I have nothing to say, and I am saying it, and that is poetry. -- John Cage
I've been reading entirely too much of Billy Collins' poetry. A dangerous thing!
Goodness knows I love his poems--they're addictive, and even if I say I'll just read a few before bed, I'll down twenty without realizing it. They always feel like letters written especially to me, by some uncle that I've never met but who understands me well. (Although I've been arguing with him more through Ballistics, this latest work that I've been reading...)
So. Confirmed: I love the way he writes. I love his poems. I love the way they twist at the end, how real they feel, how they might be happening next door or all around us.
And that's the problem! Too much Billy Collins, and then I walk around on a day like today, when it's grey and rainy, and my sister and mom and I are having a quiet day, and I start seeing poems everywhere. Like the cobwebs that appear on the ceiling, and I can only see them when the light is just right? Too much Billy Collins means that the light is everywhere, the poems are dangling from every corner and sometimes no corner at all.

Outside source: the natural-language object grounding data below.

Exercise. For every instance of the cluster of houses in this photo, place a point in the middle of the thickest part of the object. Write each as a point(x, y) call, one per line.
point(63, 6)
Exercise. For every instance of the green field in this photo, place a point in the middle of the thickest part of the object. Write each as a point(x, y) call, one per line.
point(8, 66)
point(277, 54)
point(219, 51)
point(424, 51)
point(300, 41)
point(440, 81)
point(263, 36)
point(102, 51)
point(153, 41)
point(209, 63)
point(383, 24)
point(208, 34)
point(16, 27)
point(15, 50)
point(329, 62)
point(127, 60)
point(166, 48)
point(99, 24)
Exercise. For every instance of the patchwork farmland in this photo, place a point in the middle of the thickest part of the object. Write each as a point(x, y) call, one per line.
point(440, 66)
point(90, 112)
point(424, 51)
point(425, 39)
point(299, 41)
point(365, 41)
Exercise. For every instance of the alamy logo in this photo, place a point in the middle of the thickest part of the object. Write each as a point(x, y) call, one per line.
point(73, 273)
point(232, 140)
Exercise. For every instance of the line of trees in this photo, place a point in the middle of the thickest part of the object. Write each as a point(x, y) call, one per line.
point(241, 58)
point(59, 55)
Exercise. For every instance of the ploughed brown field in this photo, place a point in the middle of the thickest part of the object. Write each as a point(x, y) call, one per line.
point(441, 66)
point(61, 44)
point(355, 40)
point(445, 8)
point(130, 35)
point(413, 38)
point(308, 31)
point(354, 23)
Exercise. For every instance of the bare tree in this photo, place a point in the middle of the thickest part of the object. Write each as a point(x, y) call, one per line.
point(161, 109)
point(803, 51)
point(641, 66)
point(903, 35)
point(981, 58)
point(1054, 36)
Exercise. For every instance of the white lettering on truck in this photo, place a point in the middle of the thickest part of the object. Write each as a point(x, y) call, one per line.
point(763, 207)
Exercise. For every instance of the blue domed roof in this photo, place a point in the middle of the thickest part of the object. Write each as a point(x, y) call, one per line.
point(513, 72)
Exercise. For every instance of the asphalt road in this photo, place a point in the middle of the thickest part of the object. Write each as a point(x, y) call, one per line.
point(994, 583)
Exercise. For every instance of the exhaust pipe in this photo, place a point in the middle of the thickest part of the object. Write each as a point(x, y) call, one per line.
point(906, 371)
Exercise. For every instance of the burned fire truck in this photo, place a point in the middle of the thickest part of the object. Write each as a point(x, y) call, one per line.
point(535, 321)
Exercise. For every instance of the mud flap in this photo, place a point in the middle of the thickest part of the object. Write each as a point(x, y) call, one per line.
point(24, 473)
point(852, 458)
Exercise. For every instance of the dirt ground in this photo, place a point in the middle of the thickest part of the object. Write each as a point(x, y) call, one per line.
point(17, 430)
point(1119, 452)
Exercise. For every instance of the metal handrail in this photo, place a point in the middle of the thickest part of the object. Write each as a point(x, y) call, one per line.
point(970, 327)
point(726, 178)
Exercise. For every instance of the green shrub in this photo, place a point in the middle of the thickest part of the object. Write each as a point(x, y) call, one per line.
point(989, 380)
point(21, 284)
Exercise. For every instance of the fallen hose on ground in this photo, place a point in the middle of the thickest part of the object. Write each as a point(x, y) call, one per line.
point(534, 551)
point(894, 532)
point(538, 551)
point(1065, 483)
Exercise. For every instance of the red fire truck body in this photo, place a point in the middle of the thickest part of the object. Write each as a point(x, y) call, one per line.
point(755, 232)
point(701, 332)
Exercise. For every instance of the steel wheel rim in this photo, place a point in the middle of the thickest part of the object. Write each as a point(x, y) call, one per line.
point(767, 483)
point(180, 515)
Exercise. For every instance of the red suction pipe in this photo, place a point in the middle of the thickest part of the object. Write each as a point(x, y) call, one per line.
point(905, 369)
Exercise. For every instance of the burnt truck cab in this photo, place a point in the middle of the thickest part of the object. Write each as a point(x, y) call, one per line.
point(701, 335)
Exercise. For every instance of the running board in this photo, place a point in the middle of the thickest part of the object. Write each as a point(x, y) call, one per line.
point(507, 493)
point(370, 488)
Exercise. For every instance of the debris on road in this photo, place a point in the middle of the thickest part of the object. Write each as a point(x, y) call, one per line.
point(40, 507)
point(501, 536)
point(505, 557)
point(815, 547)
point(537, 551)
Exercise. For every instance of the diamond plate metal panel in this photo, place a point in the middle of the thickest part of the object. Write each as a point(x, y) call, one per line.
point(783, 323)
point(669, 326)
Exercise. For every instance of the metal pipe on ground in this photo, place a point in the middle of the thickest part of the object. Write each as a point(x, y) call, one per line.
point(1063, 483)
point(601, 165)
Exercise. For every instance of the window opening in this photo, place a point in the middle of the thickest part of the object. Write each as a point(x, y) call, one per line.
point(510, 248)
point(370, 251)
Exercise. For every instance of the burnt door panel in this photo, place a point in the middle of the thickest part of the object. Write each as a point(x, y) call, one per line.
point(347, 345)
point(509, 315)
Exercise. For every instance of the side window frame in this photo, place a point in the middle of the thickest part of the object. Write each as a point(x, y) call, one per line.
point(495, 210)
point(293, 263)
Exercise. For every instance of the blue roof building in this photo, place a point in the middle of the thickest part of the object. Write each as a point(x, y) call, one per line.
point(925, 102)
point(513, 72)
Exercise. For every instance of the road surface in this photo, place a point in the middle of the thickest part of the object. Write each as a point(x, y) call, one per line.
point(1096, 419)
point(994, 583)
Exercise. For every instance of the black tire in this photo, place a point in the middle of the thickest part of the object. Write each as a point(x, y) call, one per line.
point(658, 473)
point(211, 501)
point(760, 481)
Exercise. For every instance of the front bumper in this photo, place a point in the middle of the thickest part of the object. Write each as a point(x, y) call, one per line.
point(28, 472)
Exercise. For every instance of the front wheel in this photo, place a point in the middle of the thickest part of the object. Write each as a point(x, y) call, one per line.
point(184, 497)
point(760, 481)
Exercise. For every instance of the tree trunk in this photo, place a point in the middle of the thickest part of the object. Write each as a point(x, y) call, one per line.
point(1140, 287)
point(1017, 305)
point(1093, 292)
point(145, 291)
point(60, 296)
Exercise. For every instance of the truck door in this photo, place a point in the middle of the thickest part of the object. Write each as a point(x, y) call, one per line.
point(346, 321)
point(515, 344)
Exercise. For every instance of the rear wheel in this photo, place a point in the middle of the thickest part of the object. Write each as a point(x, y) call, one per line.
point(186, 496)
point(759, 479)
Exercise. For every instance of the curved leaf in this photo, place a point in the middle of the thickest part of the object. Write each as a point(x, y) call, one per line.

Then I think: why not rummage around for a new notebook? Why not juice up my fountain pen again? Why not sit in the odd corners of our house and perfectly describe the pelting of the rain, or the clatter from the kitchen as my sister sautés zucchini, or the way my metal bird paperweight looks suddenly alive? (I'm sure it blinked.)
(Meanwhile, my characters are linking arms at the far end of the field, storming toward me with scowls on their faces. Drive the writer back to her desk, her real desk, and away from cobwebby poems and half-phrases and thoughts that could have been profound... but weren't, after all.)